Thus Rome has been built in a single day, on a PC, using a method of image clustering, stereo, stereo fusion and structure from motion to give high computational performance.
It was devised by a team of researchers from the University of North Carolina at Chapel Hill and the Swiss university, ETH-Zurich, who believe the system will help preserve heritage sites, by allowing tourists to explore sites virtually.
Led by Jan-Michael Frahm, research assistant professor of computer science in the UNC College of Arts and Sciences, 3 million images of Rome available online were used to reconstruct all of the city's major landmarks.
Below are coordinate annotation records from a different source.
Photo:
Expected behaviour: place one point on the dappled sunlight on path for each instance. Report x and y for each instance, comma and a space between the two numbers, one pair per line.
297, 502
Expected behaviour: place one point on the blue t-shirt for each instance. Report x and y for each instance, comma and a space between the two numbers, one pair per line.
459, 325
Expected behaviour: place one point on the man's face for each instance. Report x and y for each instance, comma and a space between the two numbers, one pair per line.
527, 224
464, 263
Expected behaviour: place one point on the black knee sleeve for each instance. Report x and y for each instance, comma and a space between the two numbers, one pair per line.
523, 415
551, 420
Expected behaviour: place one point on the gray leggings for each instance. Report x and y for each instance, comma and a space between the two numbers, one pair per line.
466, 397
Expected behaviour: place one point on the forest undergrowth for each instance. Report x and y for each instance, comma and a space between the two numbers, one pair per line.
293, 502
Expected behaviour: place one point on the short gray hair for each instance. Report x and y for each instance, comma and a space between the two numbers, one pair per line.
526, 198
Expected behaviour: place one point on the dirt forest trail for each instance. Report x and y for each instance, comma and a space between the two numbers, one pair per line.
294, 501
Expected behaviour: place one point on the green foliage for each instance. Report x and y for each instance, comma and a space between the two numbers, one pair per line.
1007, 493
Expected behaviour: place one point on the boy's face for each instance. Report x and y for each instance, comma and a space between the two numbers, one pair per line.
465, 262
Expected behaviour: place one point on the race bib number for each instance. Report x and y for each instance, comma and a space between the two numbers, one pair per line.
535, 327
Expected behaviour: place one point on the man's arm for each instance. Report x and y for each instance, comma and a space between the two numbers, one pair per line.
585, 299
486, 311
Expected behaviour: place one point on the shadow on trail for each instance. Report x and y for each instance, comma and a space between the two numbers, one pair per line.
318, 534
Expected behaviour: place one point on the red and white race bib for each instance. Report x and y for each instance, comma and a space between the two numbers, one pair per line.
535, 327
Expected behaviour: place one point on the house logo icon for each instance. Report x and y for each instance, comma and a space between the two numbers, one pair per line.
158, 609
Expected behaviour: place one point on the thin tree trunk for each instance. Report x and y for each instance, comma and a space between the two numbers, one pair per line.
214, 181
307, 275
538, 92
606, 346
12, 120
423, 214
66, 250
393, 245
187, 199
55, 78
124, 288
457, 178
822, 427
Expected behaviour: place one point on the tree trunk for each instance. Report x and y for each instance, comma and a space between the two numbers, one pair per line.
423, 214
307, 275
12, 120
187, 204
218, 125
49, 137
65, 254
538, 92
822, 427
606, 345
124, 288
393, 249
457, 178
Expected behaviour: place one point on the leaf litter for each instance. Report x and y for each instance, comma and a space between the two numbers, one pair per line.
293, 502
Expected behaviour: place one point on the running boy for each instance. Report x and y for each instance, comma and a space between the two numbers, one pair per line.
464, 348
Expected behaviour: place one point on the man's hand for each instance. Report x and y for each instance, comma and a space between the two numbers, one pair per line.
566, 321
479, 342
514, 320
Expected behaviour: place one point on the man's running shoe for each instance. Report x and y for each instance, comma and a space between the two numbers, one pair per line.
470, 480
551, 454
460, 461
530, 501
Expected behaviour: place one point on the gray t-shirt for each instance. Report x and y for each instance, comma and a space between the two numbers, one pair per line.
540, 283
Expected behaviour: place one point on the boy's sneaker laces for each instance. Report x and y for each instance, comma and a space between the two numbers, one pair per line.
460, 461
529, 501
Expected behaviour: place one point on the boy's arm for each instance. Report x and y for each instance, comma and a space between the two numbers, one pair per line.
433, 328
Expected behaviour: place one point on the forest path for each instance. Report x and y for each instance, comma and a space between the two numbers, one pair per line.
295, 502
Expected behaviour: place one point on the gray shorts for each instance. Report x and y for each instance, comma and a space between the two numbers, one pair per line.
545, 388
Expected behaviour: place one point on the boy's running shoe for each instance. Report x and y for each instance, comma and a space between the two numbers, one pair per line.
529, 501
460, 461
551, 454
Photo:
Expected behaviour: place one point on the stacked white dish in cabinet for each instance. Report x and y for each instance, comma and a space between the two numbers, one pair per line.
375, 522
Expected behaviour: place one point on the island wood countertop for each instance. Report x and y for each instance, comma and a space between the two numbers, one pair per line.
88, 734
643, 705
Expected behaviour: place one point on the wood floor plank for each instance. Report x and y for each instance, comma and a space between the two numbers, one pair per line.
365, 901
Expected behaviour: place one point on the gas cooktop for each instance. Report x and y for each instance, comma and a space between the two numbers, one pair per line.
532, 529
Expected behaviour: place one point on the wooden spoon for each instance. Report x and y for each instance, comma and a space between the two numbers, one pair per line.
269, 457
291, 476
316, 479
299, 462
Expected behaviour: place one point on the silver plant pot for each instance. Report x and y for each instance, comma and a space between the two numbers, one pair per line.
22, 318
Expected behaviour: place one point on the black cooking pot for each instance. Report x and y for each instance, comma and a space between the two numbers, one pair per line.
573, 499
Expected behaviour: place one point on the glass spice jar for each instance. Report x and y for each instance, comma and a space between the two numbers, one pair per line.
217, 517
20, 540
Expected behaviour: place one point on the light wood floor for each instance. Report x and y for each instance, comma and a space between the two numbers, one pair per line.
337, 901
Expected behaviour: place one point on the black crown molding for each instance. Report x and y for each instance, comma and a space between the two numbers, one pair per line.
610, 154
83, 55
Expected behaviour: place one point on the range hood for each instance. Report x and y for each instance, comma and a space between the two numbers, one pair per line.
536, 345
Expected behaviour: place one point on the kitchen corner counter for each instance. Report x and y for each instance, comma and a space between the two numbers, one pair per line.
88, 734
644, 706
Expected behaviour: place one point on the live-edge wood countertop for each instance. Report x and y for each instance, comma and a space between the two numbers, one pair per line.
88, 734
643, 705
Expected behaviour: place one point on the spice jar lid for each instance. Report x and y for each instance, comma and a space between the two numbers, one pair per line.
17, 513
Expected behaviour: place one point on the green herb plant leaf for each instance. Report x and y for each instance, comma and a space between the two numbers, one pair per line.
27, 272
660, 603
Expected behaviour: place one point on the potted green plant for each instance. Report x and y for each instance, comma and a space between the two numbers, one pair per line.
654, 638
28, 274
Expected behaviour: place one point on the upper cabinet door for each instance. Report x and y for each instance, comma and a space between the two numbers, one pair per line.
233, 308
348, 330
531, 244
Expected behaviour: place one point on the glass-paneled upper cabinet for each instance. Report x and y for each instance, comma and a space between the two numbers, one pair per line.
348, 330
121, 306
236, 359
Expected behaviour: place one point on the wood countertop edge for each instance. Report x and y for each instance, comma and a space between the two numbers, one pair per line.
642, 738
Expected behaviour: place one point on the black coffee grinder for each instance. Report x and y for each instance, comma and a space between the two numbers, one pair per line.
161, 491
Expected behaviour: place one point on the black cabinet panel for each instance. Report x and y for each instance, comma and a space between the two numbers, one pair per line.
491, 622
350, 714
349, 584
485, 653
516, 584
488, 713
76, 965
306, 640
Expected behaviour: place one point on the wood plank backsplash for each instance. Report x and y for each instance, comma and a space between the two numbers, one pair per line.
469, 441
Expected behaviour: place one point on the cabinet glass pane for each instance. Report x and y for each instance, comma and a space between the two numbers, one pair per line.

Although the technique of using millions of photos to recreate detailed scenes has been demonstrated by other systems such as Microsoft's PhotoSynth, Frahm says they required clusters of computers to perform the necessary image analysis. Frahm said his team used a simple home PC equipped with four powerful graphics cards, giving an improvement of more than a factor of 1,000 over current commercial systems.
"Our technique would be the equivalent of processing a stack of photos as high as the 828-meter Dubai Towers, using a single PC, versus the next best technique, which is the equivalent of processing a stack of photos 42 meters tall - as high as the ceiling of Notre Dame - using 62 PCs," he said. "This efficiency is essential if one is to fully utilise the billions of user-provided images continuously being uploaded to the Internet."